Sovereign wealth funds allocate just a sliver of their assets to hedge funds, according to a major new survey. That’s still enough make them big-time industry investors.
State-owned investors are stingy when doling out money to hedge funds, allocating far less on a percentage basis than public or private pensions. Even so, given their vast scale, the amount they do invest is sufficient to make their hedge fund portfolios bigger than those of any of their institutional peers on an absolute basis.
That seeming curiosity is one finding from Deutsche Bank’s Thirteenth Annual Alternative Investment Survey. The bank in December canvassed 435 global hedge fund allocators who together manage or advise $28.2 trillion in assets and $1.8 trillion in hedge fund assets.
According to the survey — which covers a range of investors from wealth managers to insurers to endowments — sovereign wealth funds allocate just 4 percent of their assets to hedge funds, a small part of the 17 percent of their portfolios earmarked for alternative investments in total. Public and private pensions, by contrast, each allocated nearly twice as much to hedge funds, 7 percent, and 26 and 14 percent, respectively, to the alternatives category overall.

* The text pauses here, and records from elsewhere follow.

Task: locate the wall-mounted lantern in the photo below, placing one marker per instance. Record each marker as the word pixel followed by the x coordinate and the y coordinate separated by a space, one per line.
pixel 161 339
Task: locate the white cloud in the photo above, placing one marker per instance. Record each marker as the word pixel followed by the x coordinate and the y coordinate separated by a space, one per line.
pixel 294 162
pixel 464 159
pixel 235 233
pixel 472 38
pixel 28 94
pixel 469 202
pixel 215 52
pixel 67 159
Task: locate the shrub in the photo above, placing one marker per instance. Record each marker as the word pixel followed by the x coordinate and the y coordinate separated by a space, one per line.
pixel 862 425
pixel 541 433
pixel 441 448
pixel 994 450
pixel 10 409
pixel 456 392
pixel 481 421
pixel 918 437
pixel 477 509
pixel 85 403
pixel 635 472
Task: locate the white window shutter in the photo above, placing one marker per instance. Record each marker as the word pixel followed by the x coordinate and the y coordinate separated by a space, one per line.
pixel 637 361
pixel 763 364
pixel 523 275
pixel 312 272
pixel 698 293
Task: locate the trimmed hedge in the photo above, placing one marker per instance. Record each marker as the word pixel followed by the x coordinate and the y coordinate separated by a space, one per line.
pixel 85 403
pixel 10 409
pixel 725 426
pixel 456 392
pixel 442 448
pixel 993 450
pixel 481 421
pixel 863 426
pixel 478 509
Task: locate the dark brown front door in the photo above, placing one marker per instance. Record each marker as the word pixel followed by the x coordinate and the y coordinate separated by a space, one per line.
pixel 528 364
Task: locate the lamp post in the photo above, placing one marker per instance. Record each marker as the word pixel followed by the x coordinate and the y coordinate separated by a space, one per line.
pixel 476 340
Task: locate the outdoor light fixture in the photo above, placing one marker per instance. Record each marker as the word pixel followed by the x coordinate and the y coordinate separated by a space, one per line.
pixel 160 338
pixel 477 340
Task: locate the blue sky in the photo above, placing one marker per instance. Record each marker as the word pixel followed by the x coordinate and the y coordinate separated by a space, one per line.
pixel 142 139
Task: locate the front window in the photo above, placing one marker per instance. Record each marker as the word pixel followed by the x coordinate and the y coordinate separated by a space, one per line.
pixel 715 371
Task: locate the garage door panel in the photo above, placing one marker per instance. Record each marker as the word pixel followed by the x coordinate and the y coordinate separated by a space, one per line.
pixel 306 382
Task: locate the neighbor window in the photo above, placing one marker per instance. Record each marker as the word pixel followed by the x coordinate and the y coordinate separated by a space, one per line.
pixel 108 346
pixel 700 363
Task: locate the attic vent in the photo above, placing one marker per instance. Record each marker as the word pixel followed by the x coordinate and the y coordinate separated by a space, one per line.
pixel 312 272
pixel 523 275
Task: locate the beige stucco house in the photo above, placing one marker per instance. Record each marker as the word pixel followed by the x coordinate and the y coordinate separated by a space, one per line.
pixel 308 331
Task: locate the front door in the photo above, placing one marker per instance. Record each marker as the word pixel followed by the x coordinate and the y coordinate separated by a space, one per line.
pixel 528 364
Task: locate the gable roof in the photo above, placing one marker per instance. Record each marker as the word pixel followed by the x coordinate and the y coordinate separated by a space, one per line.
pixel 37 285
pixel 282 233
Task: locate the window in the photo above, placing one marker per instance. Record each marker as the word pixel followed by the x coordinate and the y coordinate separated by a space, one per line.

That may have to do with their mandates and enduring bad publicity over both legal issues and recent lackluster absolute performance, according to Hossein Kazemi, a senior advisor to the Chartered Alternative Investment Analyst Association (CAIA Association), a non-profit educational group based in Amherst, Massachusetts and professor of finance at the Isenberg School of Management at the University of Massachusetts, Amherst. “Hedge funds still carry some negative associations,” he says.
Indeed, the survey reported that overall, 66 percent of respondents did not meet their targeted returns for 2014. Only 27 percent did so, while 7 percent exceeded them. The average performance target for the year was 8.1 percent and investors surveyed reported returns of just 5.3 percent. In 2013, respondents said their hedge funds bested their average performance target of 9.2 percent, albeit by a handful of basis points.
Still, sovereign wealth funds on average sink a huge amount into hedge funds on an absolute basis, more than any other class of institutional investor — fully $9.5 billion on average. That’s a function of the enormous scale of many state-owned investors. By contrast, the average institutional investor’s hedge fund portfolio was just $2.7 billion.
Hedge fund portfolios of endowments and foundations totalled just $1.3 billion on average. For private and public pensions the figures were $2.2 billion and $4.0 billion, respectively. Hedge fund portfolios of private banks and wealth managers averaged $4.2 billion and those of funds of funds and other asset managers totalled $4.4 billion on average.
Sovereign wealth funds lead their peers on another benchmark: They have the highest minimum assets under management (AUM) threshold for the hedge fund firms they invest in — $750 million, versus $525 million in last year’s survey. The average institutional investor’s minimum assets under management was $416 million, up sharply from $260 million last year.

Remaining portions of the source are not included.